THE government is reviewing the current sports development policy which has been in force for the past 15 years.
The process is in the initial stages and is coordinated by the director of Policy and Planning in the Ministry of Information, Culture and Sports, Gasper Mwambezi.
The ministry's assistant director of sports, Juliana Yassoda, who is responsible for policy matters, told THISDAY last week it will take some time to come up with a new policy that will facilitate smooth running of sports in the country.
The current policy was launched in 1995 by the then Minister for Education and Culture, Professor Philemon Sarungi, after 10 years of preparations.
“The world has changed drastically in the last 15 years. There have been so many social, political and economic changes,” Yassoda said.
“Sports has not been left behind, so we need to have an effective up-to-date policy that will enable sports administrators in the country to face new challenges,” she added.
Yassoda said a second draft of the new policy was prepared in Tanga last month by officials from the ministry, National Sports Council (NSC) and heads of zonal sports centres.
“We met for three days (May 26-28) in Tanga on the sidelines of the ministry's Workers Council and prepared the second draft,” she said.
“We have also consulted sports policies of other countries like the United Kingdom, Canada, Malaysia and Botswana,” she added.
The draft will soon be submitted to Mwambezi for review and later sports stakeholders' views will be sought.
Yassoda said they want to involve all sports stakeholders in the process so as to come up with a tangible policy.
We'll seek views from the public, sports experts, national, regional and district sports associations as well as clubs,” Yassoda said.

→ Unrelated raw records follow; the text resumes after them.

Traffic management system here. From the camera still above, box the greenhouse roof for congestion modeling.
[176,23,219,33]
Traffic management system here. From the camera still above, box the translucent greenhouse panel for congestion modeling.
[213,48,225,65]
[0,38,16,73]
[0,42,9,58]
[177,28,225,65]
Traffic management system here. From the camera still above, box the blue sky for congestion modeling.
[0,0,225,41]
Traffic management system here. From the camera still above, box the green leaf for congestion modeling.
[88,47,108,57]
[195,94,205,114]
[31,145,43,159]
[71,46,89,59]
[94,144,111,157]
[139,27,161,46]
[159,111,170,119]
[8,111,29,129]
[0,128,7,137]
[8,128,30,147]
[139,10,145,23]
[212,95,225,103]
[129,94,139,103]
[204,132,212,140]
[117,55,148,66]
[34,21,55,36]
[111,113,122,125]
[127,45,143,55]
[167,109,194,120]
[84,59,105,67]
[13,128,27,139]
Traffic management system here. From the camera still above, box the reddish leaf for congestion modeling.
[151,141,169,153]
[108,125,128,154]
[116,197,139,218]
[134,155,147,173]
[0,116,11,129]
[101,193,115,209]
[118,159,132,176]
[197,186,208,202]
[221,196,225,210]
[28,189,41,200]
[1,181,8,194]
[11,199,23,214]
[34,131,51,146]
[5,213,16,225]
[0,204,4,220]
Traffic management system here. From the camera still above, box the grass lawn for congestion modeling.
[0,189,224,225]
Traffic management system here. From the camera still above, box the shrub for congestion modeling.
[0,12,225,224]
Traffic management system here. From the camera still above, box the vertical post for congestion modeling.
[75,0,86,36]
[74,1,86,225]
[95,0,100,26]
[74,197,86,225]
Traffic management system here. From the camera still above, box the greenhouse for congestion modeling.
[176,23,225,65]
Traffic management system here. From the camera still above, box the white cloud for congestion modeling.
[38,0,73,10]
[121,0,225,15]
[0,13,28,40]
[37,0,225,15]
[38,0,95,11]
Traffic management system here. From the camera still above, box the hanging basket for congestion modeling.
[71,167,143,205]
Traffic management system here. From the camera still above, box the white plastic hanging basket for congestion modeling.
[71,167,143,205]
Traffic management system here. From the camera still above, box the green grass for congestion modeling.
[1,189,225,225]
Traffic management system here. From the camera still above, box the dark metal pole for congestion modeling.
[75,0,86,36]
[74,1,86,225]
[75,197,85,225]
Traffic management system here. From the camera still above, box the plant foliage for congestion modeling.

She said several new developments in the local and international sports arena have necessitated the need for Tanzania to have a new sports development policy.
“Previously, we had amateur sports in Tanzania but now we're semi-professional and some of our soccer players are real professionals,” Yassoda said.
In addition, most of the national soccer associations have now become federations and their constitutions have changed, too.
“We, therefore, need to have a new sports development policy that will accommodate these changes,” she added.